Por outro lado, o contrato de financiamento de capital de giro que instrui a
inicial foi firmado por valor fixo, tendo o devedor exarado sua aquiescência
com todos os elementos da obrigação, como ocorreria em outras modalidades de
empréstimos.
A nota promissória vinculada a esse contrato acostada à f. 13 também foi
emitida com base no valor previamente estipulado no instrumento contratual.
Logo, as razões que justificariam a iliquidez da cambial, originando a
citada Súmula 258/STJ, não se aplicam à espécie.
Nessa linha de entendimento, confira-se o entendimento adotado pelo STJ,
segundo o qual é viável o aparelhamento de execução instruída por nota
promissória emitida em garantia de contrato de empréstimo, apesar de o
referido contrato não ter sido assinado por duas testemunhas:
``Processo civil. Execução por título extrajudicial. Contrato de empréstimo.
Falta de assinatura de duas testemunhas. Juntada também da nota promissória
emitida à época da contratação, consignando o valor total executado.
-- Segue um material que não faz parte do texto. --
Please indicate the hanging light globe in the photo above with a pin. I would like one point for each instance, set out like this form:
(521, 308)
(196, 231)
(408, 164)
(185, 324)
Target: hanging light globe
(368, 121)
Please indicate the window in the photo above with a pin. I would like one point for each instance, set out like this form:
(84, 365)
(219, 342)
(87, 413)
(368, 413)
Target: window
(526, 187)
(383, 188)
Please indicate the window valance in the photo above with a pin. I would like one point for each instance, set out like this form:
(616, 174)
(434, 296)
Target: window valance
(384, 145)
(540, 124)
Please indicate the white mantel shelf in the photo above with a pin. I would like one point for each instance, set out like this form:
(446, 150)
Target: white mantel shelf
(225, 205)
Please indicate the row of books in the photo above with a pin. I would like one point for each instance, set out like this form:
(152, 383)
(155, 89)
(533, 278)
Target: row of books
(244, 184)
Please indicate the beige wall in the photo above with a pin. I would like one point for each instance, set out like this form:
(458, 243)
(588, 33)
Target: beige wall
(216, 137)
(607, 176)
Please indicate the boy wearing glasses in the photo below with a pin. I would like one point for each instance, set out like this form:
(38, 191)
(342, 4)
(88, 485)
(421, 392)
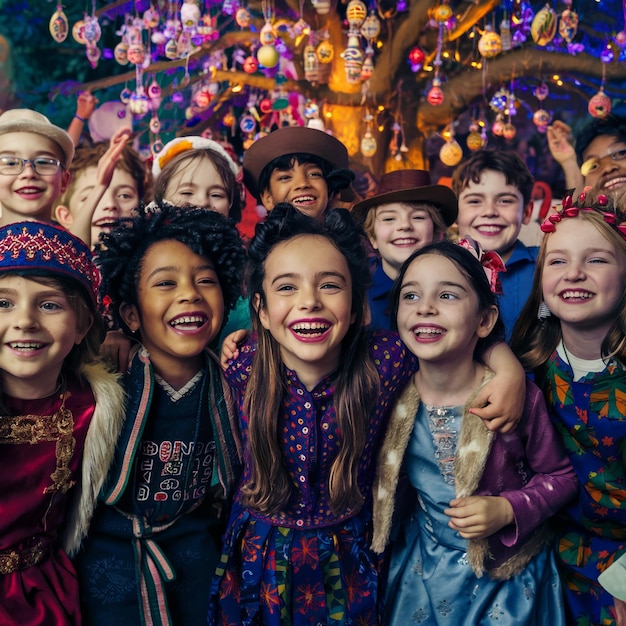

Possibilidade. Título executivo válido.
- O contrato escrito, com assinatura de duas testemunhas, não é requisito de
validade de um contrato, salvo hipóteses expressas previstas em lei. A
assinatura de duas testemunhas no instrumento, por sua vez, presta-se apenas
a atribuir-lhe a eficácia de título executivo, em nada modificando sua
validade como ajuste de vontades.
- Se é válida a contratação, igualmente válida é a nota promissória emitida
em garantia do ajuste. A ausência de duas testemunhas no contrato, portanto,
não retira da cambial sua eficácia executiva.
Recurso especial conhecido e improvido'' (REsp 999577/MG; Rel.ª Min.ª Nancy
Andrighi; j. em 04.03.2010; DJe de 06.04.2010).
Destarte, considerando que a execução se encontra instruída com contrato de
empréstimo, vinculado à nota promissória formalmente perfeita, cumpre
reconhecer a eficácia executiva da cambial, capaz de instruir a execução.
Dispositivo.
Ante o exposto, dou provimento ao recurso para cassar a sentença,
viabilizando, assim, o regular processamento do feito em seus ulteriores
termos.
Custas recursais, ao final, pela parte sucumbente.
Votaram de acordo com o Relator os Desembargadores Eduardo Mariné da Cunha e
Luciano Pinto.
Súmula - DERAM PROVIMENTO AO RECURSO PARA CASSAR A SENTENÇA.